It’s small, aluminum and barely larger than a hardcover book. But just like the dial-up modem a few decades ago, the device is helping revolutionize electrical power in ways we haven’t seen before.
Electricity is the lifeblood of our digital age, but, ironically, it has lagged behind our connected times. For ages, the power grid has been so firmly rooted in the past that customers had to call the utility companies to tell them the power went out. Things started changing over the last decade. The rapid growth of renewables — from rooftop photovoltaic panels to giant wind farms the size of a nuclear power plant — has altered the energy mix. But solar and wind power aren’t always available, whether that’s because it’s a cloudy day or a breezeless one. At home, smart meters and appliances, electric vehicles, charging stations, batteries and other technologies are adding new challenges and further stressing the system. “The grid is the smartest and most complex machine that humans ever built,” says Jamshid Sharif-Askary, chief architect at GE Renewable Energy’s Grid Solutions unit. “But we are pushing it beyond its limits.”

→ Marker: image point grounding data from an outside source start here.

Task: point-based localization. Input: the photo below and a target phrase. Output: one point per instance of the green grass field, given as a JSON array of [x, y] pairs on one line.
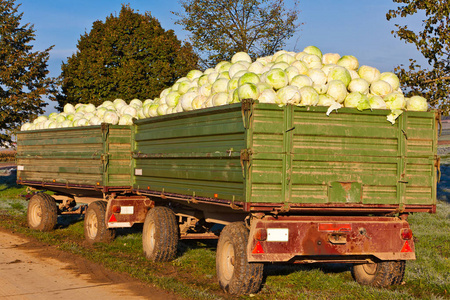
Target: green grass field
[[192, 273]]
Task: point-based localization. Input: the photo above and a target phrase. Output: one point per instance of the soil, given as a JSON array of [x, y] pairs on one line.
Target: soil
[[32, 270]]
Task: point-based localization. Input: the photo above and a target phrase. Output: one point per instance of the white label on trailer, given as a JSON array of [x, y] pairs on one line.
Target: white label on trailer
[[278, 234], [119, 224], [127, 210]]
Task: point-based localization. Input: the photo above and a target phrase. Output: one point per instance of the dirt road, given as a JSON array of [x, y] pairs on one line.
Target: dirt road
[[29, 270]]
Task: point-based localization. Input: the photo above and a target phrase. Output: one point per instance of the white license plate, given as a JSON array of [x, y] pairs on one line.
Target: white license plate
[[277, 234]]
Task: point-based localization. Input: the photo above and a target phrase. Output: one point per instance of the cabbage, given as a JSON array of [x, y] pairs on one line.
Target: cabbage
[[286, 58], [172, 99], [395, 100], [129, 110], [301, 80], [109, 117], [395, 113], [320, 89], [291, 72], [69, 108], [153, 110], [220, 67], [202, 80], [309, 96], [236, 68], [136, 103], [330, 58], [312, 61], [349, 62], [301, 66], [162, 109], [186, 100], [417, 103], [268, 96], [289, 94], [380, 88], [337, 90], [325, 100], [220, 99], [248, 91], [183, 87], [392, 79], [256, 67], [220, 86], [193, 74], [318, 76], [248, 77], [376, 102], [369, 74], [357, 100], [198, 101], [276, 78], [313, 50], [340, 73], [280, 65], [359, 85], [241, 56], [94, 121]]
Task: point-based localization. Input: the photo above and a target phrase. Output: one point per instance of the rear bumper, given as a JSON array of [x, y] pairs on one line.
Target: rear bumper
[[329, 239]]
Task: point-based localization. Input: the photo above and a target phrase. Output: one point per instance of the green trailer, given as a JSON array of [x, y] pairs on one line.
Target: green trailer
[[290, 184]]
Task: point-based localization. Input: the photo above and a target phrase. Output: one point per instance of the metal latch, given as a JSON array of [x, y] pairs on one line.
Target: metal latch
[[245, 158]]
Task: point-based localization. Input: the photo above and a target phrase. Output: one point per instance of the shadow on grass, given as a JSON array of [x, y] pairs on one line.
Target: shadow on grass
[[443, 186], [8, 177]]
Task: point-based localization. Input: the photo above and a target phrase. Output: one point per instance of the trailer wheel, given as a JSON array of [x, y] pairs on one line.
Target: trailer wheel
[[380, 274], [42, 212], [236, 275], [160, 234], [95, 230]]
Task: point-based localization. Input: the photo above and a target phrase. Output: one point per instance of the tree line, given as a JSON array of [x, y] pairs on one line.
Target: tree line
[[130, 55]]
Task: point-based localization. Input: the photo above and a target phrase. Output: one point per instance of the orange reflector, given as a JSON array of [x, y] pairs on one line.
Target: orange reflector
[[335, 227], [406, 234], [112, 219], [116, 209], [258, 248], [406, 247]]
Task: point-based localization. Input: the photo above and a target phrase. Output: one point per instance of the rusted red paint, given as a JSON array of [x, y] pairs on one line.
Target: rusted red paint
[[140, 204], [365, 238]]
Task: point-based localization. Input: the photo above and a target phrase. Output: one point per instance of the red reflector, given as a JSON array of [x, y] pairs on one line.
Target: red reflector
[[112, 219], [261, 234], [406, 247], [258, 248], [116, 209], [406, 234], [335, 227]]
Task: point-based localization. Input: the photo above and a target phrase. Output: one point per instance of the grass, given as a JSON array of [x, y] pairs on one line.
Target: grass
[[192, 273]]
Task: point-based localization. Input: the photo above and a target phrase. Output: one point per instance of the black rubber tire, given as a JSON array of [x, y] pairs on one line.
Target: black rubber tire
[[95, 230], [235, 274], [160, 234], [42, 212], [382, 274]]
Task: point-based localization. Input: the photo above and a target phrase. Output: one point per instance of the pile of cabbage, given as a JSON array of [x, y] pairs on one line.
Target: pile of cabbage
[[307, 78]]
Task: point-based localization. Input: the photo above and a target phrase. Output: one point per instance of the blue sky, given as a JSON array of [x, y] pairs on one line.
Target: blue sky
[[357, 27]]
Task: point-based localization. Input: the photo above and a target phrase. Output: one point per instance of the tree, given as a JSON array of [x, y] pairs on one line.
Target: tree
[[23, 72], [221, 28], [433, 42], [127, 56]]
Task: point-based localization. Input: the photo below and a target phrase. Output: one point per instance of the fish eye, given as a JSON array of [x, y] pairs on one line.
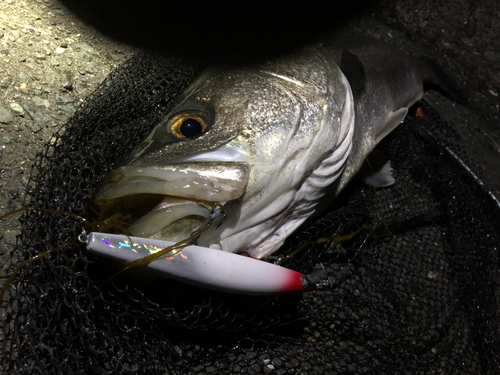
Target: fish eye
[[187, 126]]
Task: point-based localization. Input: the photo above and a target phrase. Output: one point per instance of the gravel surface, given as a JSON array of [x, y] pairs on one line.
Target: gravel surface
[[50, 61]]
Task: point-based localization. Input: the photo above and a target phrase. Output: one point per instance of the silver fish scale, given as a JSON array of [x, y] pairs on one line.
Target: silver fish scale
[[253, 103]]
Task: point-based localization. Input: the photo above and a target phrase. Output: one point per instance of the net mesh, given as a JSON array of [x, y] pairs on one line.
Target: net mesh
[[414, 292]]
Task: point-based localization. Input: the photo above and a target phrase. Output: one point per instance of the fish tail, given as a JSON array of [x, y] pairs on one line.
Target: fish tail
[[437, 80]]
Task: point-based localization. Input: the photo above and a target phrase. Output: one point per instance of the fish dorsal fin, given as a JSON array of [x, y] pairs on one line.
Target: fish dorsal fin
[[354, 70]]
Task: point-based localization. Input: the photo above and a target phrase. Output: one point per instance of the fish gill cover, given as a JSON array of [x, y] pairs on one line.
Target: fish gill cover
[[415, 293]]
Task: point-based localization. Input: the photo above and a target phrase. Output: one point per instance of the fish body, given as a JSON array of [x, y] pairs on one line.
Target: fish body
[[270, 144]]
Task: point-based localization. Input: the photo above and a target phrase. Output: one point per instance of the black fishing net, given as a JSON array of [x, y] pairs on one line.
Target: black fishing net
[[412, 269]]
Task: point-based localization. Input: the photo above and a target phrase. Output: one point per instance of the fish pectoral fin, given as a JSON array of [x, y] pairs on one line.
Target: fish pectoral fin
[[354, 71], [393, 120], [377, 170]]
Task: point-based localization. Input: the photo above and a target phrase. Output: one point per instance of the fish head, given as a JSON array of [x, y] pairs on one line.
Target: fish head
[[244, 141]]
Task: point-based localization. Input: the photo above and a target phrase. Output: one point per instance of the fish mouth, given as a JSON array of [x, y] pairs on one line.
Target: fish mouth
[[172, 201]]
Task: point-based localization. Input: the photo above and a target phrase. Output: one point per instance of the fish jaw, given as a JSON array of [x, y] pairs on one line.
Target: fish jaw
[[188, 193]]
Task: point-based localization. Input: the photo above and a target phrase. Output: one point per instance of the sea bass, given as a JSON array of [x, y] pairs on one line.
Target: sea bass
[[269, 145]]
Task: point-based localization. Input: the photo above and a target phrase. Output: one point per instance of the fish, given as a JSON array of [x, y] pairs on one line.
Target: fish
[[268, 146]]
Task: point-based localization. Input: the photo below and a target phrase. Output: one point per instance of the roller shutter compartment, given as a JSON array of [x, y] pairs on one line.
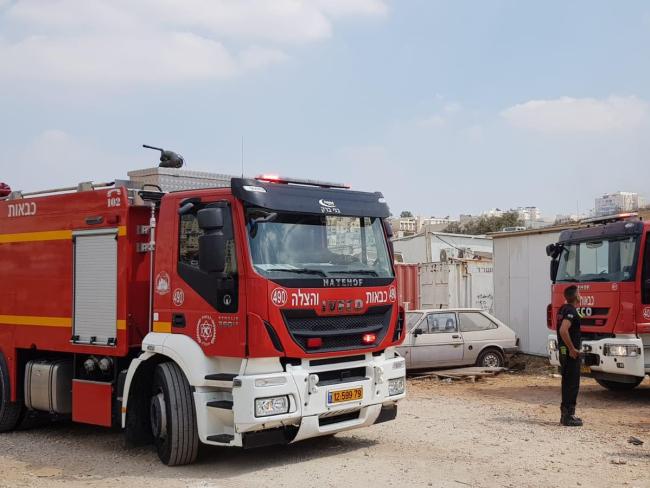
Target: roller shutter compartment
[[95, 287]]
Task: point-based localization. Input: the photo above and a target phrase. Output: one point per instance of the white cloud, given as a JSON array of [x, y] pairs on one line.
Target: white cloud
[[122, 42], [571, 115], [55, 158]]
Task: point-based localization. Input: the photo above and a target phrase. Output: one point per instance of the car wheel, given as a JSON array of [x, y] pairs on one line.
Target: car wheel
[[10, 412], [173, 417], [618, 386], [491, 358]]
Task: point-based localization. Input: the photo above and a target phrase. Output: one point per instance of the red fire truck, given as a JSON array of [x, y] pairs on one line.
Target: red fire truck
[[261, 313], [609, 260]]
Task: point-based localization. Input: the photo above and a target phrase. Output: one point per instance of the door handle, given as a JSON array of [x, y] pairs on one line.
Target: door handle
[[178, 320]]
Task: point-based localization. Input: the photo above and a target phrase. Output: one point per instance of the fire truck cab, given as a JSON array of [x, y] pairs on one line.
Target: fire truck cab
[[609, 260], [261, 313]]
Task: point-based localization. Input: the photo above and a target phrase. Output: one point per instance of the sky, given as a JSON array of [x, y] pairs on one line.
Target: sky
[[447, 107]]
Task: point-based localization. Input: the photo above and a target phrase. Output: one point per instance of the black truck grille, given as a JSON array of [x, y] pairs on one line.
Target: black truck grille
[[338, 333]]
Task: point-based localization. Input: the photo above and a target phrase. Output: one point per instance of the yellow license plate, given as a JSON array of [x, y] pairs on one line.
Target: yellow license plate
[[342, 396]]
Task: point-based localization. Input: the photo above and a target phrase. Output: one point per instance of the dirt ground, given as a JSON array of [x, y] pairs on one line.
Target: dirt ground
[[501, 431]]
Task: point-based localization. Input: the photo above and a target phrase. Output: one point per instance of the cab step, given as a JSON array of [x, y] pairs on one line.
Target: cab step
[[221, 438], [223, 404], [220, 377]]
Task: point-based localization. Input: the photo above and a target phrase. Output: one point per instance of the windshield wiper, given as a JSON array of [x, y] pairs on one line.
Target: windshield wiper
[[357, 271], [300, 271]]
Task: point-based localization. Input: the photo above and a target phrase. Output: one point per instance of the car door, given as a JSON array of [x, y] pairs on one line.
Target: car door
[[439, 343], [413, 320], [478, 331]]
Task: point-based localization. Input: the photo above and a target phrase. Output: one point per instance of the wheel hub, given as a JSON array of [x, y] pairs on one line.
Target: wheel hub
[[491, 361]]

It’s Sharif-Askary’s job to upgrade the grid and help it to catch up. The MDS Orbit, as the device is called, is one of the building blocks he is using.
In a way, the Orbit is the Swiss Army knife of communication devices. Unlike home modems typically capable of accommodating just one source, be it a phone line cable or Ethernet, this device can receive and send encrypted data over a variety of wireless communications links and protocols including Ethernet, Wi-Fi, 3G, and public and private 4G LTE networks, as well as specialized radio. “There is no one-size-fits-all solution. With different wireless technology options available, we wanted to offer our customers one common platform that is customizable to fit the different wireless needs across their networks,” says Steven Ruggieri, senior product manager for the device.

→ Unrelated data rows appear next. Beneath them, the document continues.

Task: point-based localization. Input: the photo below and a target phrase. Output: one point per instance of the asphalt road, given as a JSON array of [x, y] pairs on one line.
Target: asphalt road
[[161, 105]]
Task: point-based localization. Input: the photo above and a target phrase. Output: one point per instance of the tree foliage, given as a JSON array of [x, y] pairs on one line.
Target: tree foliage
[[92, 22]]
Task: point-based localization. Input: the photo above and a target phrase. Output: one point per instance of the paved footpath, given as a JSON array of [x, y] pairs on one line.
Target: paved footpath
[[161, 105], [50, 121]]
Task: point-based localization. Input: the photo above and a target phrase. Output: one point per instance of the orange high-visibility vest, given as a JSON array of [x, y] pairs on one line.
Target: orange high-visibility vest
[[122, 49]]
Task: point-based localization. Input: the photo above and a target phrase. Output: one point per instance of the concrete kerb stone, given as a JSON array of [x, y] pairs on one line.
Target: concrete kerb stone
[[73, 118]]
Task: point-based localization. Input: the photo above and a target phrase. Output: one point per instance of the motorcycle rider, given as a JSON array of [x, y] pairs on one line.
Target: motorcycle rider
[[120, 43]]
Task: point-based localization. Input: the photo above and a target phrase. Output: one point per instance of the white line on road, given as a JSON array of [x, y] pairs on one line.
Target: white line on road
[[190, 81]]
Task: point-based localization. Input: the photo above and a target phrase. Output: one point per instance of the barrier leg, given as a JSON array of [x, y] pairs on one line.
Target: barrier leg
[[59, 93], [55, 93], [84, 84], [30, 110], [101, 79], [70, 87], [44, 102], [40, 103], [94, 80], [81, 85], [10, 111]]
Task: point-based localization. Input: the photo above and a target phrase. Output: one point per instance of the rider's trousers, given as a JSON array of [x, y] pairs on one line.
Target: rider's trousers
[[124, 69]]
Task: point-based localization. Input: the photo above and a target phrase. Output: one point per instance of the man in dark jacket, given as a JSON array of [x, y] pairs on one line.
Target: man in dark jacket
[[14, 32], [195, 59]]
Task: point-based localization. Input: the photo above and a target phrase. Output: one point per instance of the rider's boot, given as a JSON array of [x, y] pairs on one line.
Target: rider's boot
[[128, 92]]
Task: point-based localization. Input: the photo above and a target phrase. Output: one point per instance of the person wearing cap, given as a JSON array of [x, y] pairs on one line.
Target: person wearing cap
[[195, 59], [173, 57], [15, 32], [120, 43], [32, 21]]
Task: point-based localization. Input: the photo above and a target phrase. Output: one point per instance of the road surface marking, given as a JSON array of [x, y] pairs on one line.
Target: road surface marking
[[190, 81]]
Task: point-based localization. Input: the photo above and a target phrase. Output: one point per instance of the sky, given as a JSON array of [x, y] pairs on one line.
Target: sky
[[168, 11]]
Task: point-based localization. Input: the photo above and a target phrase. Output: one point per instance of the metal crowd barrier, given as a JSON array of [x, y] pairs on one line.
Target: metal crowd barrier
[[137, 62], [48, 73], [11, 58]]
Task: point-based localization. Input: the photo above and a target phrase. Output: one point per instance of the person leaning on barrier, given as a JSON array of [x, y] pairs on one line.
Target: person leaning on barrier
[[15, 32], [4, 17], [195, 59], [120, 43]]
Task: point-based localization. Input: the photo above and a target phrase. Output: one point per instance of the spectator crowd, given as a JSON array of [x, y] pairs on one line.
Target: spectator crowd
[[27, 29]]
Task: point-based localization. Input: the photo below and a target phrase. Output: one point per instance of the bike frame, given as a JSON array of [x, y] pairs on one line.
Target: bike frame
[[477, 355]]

For example, a large utility company may invest in private LTE spectrum to shuttle massive amounts of data across the network. Ruggieri says some customers send video to monitor the security of remote assets and verify the badges of everyone who enters. Other customers may opt for public networks and share their bandwidth with everyone else. Should part of the network go down, say, during a bad storm, the Orbit can seamlessly transition to a different communication mode, such as from LTE to radio, to make sure that operators do not lose access to their most critical assets. “With more smart devices being added to the grid, customers benefit from this new technology when that information can be quickly, reliably and securely relayed and acted on, and this is what our devices enable,” Ruggieri says.
The Orbit’s reach and versatility allow operators to digitally glue together remote parts of the grid, including substations, neighborhood transformers mounted on utility poles and other equipment. It even comes with its own “brain” on a computer chip so it can perform critical and timely calculations at the site — or, in industry speak, at the “edge” of the network — rather than losing precious seconds by sending the information to the cloud or control center for analysis. For example, it can help engineers figure out immediately what happens to solar production when a cloud moves above their farm.
One key place where the Orbit is already playing an outsize role is the digital substation. Key transmission nodes on the grid, substations are an agglomeration of wires, power transformers, circuit breakers and other equipment that help bring electricity from the power plant to your home. You can see them inside New York City and also in the middle of nowhere, especially in vast countries like Brazil and the U.S., and in parts of Asia where wires cross swaths of empty land.
Vera Silva, chief technology officer of GE Grid Solutions, says digitizing substations and having them exchange information with each other and with other parts of the electrical network turns the power grid into the energy’s nervous system. “It allows us to act on different components … in different time[s], and protect the assets and system users when faults happen,” she says.
Silva says smart substations will allow utilities the real-time control of the grid. That means no more calls to the power company when you lose electricity. Instead, utilities will be able to tell their customers what happened and when the power will come back on. “It will be a great enabler for the digital transition we’ve been talking about,” Silva says.
And the Orbit is making sure the conversation inside these smart substations never stops. The device can use radio, LTE or Wi-Fi to collect information from sensors located throughout the substation that are monitoring, for example, the quality of transformer oil to prevent fires and even explosions. It can process some of it on-site or relay it to the cloud. GE has made it rugged enough to withstand water, wind, and also a certain amount of fire.
Sharif-Askary has been so smitten with the Orbit that he is using dozens of them in his Digital Energy Innovation Lab, where they simulate microgrids, PV systems, electric vehicles, storage batteries and other power technology. They can also run optimization algorithms as part of a distributed energy resource management system (DERMS), a software package that allows distributors to forecast, dispatch and control energy resources.
While the truly digital grid is still some years away, the Orbit is helping to pave the way for utilities. “A combination of digital and physical tools will help utilities integrate solar and wind farms, energy storage, and other distributed resources and improve the utilization of assets,” Silva says. “Basically, we need to give them the right controls to activate the right resources in real time, orchestrated by a good maestro.”